Monday, September 7, 2020

"Gun" seen in virtual class

 A Colorado school district went nuts last week, when it suspended a 12-year-old student who inadvertently allowed a toy gun to be seen by the camera of his home computer during a virtual class.


A different news article said the boy was seated on a sofa and moved the "gun" from one side to his other side. The teacher thought it was a toy.

Could that happen here?

The boy, a student at Grand Mountain School in Widefield School District 3, Colorado Springs, Colorado, was attending a virtual art class. The teacher reported it to her principal, who sicced a deputy of the El Paso County Sheriff's Department on the boy at his home without notifying the parents.

See the school's CYA statement in the news article.

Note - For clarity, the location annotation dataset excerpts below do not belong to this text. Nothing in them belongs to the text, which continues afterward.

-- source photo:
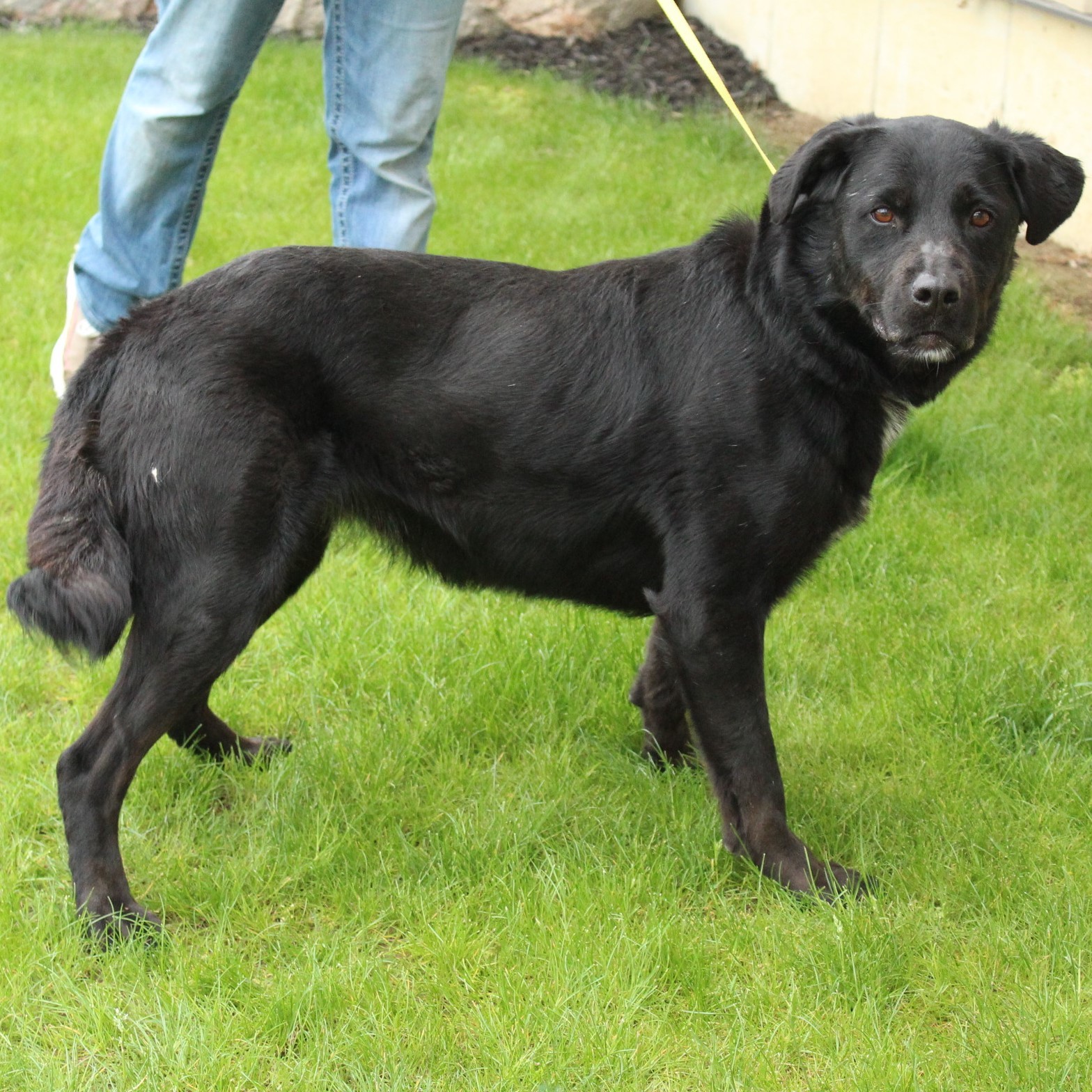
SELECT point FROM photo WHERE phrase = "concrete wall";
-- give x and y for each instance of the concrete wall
(973, 61)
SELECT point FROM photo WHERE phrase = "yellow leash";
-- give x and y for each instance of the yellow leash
(690, 40)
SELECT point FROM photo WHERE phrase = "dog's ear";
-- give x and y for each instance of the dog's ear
(824, 159)
(1049, 184)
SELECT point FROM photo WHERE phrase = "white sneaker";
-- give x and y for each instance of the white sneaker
(77, 340)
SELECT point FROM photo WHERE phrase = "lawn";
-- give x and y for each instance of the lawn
(465, 877)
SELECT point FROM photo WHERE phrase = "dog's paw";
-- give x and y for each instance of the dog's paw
(260, 749)
(111, 922)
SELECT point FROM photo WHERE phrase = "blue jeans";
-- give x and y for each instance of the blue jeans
(384, 63)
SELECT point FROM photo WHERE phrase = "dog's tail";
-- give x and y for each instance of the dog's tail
(78, 591)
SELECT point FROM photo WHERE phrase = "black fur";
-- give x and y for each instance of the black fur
(682, 434)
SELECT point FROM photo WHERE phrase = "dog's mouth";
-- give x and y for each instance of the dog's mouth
(928, 346)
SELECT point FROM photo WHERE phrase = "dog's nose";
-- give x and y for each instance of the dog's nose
(934, 290)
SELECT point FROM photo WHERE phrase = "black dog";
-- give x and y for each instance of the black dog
(678, 435)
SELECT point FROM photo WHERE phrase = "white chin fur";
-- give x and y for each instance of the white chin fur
(930, 355)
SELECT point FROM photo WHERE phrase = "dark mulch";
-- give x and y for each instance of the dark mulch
(647, 61)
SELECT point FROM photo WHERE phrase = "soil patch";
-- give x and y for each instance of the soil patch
(647, 61)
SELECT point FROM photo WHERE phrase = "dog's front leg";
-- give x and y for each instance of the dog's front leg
(719, 653)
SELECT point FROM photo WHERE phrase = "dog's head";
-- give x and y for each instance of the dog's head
(912, 224)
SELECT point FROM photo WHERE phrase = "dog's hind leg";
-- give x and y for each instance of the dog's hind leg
(657, 692)
(207, 735)
(166, 671)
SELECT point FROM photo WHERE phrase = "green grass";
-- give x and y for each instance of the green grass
(465, 877)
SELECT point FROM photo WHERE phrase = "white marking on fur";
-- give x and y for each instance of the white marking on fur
(897, 412)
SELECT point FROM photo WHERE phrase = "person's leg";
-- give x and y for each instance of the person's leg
(161, 151)
(384, 65)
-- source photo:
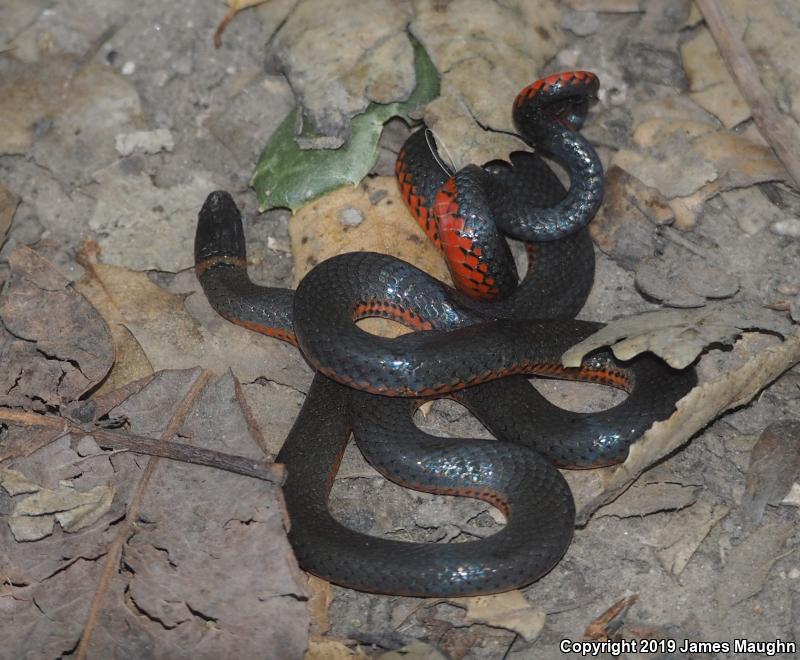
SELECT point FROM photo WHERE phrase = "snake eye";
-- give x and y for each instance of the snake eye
(570, 112)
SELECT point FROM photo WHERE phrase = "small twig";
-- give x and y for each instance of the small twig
(772, 124)
(176, 451)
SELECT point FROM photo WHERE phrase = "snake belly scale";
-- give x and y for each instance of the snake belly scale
(476, 344)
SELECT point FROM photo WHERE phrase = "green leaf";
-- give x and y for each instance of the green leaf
(289, 177)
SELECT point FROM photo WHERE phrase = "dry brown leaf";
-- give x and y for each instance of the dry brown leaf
(323, 648)
(77, 113)
(683, 534)
(370, 217)
(33, 517)
(651, 495)
(703, 404)
(415, 651)
(195, 542)
(710, 82)
(605, 627)
(8, 206)
(681, 153)
(319, 602)
(685, 280)
(607, 6)
(49, 358)
(625, 226)
(502, 45)
(509, 610)
(678, 336)
(748, 564)
(176, 333)
(338, 60)
(774, 467)
(234, 7)
(144, 226)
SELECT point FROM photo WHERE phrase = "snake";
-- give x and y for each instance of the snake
(477, 342)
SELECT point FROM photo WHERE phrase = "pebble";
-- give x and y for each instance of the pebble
(351, 217)
(787, 228)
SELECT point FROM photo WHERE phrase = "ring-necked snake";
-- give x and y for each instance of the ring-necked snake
(475, 344)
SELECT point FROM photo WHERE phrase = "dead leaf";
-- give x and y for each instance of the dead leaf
(678, 336)
(234, 7)
(509, 610)
(8, 207)
(685, 280)
(774, 467)
(34, 516)
(702, 405)
(194, 542)
(606, 6)
(80, 136)
(414, 651)
(681, 153)
(710, 82)
(502, 44)
(139, 224)
(374, 61)
(319, 602)
(651, 495)
(176, 333)
(606, 627)
(683, 534)
(749, 563)
(323, 648)
(55, 356)
(371, 217)
(625, 226)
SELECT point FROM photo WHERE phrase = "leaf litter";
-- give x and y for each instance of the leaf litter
(757, 367)
(161, 552)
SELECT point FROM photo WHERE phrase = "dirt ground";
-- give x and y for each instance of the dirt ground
(118, 119)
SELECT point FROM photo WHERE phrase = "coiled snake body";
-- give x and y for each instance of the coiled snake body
(475, 344)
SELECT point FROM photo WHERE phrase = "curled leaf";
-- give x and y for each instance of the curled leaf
(678, 336)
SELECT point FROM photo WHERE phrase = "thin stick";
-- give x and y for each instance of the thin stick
(177, 451)
(772, 124)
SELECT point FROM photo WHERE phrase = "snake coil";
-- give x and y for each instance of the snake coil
(474, 344)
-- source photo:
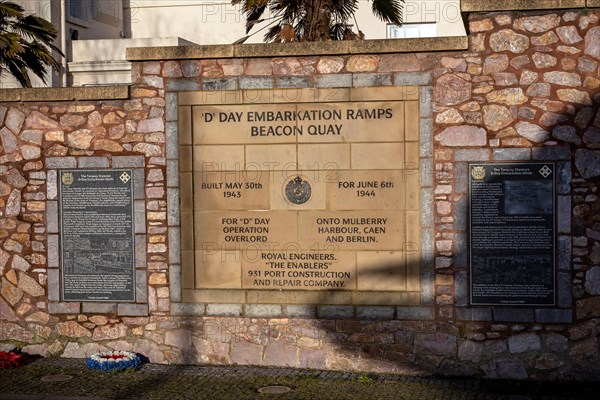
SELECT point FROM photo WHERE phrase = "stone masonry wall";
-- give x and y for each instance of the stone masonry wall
(527, 89)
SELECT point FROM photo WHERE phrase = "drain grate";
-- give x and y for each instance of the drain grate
(274, 389)
(56, 378)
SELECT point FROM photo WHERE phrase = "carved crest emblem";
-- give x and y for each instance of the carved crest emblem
(298, 191)
(67, 178)
(478, 172)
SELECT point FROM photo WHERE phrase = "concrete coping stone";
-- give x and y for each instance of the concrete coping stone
(518, 5)
(299, 49)
(117, 92)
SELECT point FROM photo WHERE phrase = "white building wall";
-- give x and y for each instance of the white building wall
(218, 22)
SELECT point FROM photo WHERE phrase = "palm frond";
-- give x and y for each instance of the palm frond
(26, 44)
(388, 10)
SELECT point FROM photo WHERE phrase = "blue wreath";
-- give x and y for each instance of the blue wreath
(118, 365)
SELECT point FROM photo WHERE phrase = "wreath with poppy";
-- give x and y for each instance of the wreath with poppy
(11, 360)
(114, 361)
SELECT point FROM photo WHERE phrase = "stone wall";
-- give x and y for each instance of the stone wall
(527, 89)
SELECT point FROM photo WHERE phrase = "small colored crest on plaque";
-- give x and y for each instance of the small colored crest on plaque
(478, 172)
(67, 178)
(298, 191)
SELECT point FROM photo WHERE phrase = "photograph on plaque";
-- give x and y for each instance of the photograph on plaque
(96, 235)
(512, 234)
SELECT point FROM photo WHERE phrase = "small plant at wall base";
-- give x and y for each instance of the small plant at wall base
(312, 20)
(26, 44)
(114, 361)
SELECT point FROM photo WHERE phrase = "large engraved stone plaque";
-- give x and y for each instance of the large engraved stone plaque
(297, 195)
(96, 231)
(512, 234)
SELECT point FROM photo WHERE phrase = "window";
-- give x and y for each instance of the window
(407, 31)
(84, 10)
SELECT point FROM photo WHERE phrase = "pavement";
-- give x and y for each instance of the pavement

It's one of those carefully- and thoughtfully-worded statements prepared by a school district's lawyer to try to shield a school from a lawsuit.

Most readers today won't remember the days when boys drove their pick-up trucks to school with the rifles slung on brackets in the back window. Or the days when there was a after-school rifle club.

Now a school is like an airport. One doesn't even dare to say the word "gun".

What is Richland 2's policy in a situation like this? 

Is the School District set up to intrude into a private home? If it's obviously a toy gun, should anything be said? Suppose Mom or Dad walks into the room and stops to observe the son's school work. If s/he is "packing", will the teacher call the police and report a gun in the classroom?

Is Richland 2 School District full of teachers and other staff who are anti-gun?

On February 28, 2018, two weeks after the shooting in Parkland, Florida, I asked the school board to consider surveying teachers, staff, parents, and community members on the issue of arming teachers. The superintendent made the decision for the board by informing me there would be no survey.  I wondered who put him in charge of the Board.

The whole mess in Colorado Springs could have been handled by a simple phone call from the teacher to one of the parents. But today's teachers are afraid to demonstrate such independence and individual thinking. They fear Administration. And that's why there is a huge bureaucracy, such as in District 2 here, that sucks up millions of dollars that could otherwise go into instructional services.